Recovery After Stroke
So, you’ve had a stroke. What happens next?
The initial treatment that occurs after a stroke is usually emergency care that monitors the patient’s health and identifies what type of stroke they experienced.
Rehabilitation efforts can begin as soon as 24 hours after the stroke, but there are many factors that need to be considered prior to initiating a rehabilitation program. Your medical team will help identify when to begin and guide the intensity.
According to Johns Hopkins Medicine, most people remain in the hospital for between five and seven days after having a stroke. During this time, a diverse team of medical professionals attends to the patient and therapy can be as frequent as several times a day while the patient’s rehabilitation plan is developed.
Depending on the type and severity of the stroke, there are many different types of therapy a person may receive in their recovery.
- Physical Therapy: According to the National Institute on Aging, the goal of physical therapy is to have the patient relearn motor activities such as walking, sitting, standing, and lying down.
- Occupational Therapy: Focuses on improving daily activities, such as eating, drinking, dressing, bathing, reading, and writing.
- Speech Therapy: Can help the estimated 35% of stroke survivors who suffer from aphasia after their stroke.
Outside of these therapy sessions, a stroke survivor may also meet with several other medical professionals, such as:
- Primary Care Physicians: Plan long-term care strategies while managing the patient’s general health to help prevent future strokes.

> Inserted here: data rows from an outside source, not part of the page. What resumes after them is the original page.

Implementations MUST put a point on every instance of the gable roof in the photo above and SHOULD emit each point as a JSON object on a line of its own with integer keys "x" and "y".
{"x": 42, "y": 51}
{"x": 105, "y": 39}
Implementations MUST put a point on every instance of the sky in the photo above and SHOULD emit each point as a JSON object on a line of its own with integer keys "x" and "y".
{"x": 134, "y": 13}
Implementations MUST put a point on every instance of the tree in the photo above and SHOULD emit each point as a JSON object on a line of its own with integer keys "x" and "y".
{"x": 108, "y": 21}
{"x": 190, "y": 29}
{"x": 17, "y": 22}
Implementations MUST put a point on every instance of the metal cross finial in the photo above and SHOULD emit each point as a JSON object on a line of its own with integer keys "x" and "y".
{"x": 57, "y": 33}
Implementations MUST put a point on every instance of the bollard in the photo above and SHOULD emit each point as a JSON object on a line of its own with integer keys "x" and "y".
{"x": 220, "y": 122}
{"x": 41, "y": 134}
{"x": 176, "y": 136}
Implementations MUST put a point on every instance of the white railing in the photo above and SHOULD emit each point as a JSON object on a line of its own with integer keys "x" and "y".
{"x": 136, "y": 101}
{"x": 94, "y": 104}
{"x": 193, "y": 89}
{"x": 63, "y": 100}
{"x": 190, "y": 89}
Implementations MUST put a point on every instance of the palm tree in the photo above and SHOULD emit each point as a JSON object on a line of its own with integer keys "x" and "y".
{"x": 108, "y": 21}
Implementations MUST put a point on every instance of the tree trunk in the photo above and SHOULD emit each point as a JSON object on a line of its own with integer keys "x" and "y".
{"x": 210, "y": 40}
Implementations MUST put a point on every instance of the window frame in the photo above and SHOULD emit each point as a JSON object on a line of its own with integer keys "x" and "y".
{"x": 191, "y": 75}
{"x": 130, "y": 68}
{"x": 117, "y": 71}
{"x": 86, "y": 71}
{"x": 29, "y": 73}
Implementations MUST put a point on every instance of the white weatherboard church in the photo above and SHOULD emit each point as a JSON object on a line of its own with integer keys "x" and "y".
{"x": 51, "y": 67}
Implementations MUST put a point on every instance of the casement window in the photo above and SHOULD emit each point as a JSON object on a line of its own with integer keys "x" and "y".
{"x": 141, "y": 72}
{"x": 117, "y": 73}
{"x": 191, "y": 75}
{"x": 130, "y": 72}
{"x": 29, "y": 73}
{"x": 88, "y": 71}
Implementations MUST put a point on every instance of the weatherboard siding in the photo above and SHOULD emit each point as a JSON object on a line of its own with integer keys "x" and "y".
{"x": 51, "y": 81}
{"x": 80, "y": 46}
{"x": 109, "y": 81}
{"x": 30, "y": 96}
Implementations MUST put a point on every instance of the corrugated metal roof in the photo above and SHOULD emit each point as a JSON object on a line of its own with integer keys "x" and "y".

- Rehabilitation nurses: Professionals who help the patient while in hospital care and help to train family members and/or caretakers after a stroke.
- Neurologists: Usually direct the post-stroke care team while the patient is in the hospital.
- Psychiatrists and Psychologists: Work with patients to deal with and treat any depression or mental illness that may follow a stroke.
Where Does Recovery Take Place?
Rehabilitation and recovery after a stroke can take place in various settings, depending on the needs of the patient.
- Inpatient facilities: Usually accommodate patients for between two and four weeks for intensive rehabilitation programs.
- Outpatient programs: Normally in the form of a clinic a patient visits a few times a week for physical or occupational therapy sessions.
- In-home visits: Clinicians can visit patients at their home’s to allow for more comfort and less transportation burden.
How Long Does Recovery Take?
According to Dr. April Pruski, a stroke rehabilitation specialist at Johns Hopkins Medicine, stroke recovery looks different for every survivor, but there are some timeline generalities.
The first three months following a stroke are crucial in the recovery process. During this time, most patients work on relearning activities of daily living, either through inpatient rehabilitation programs, or outpatient therapy.
While the most significant improvements usually occur within the first three months post-stroke, recovery does not end there. Improvements may take longer after the six month or one year mark, but are still possible. Busting the six month myth for stroke recovery is important for allowing survivors to regain as much function as possible.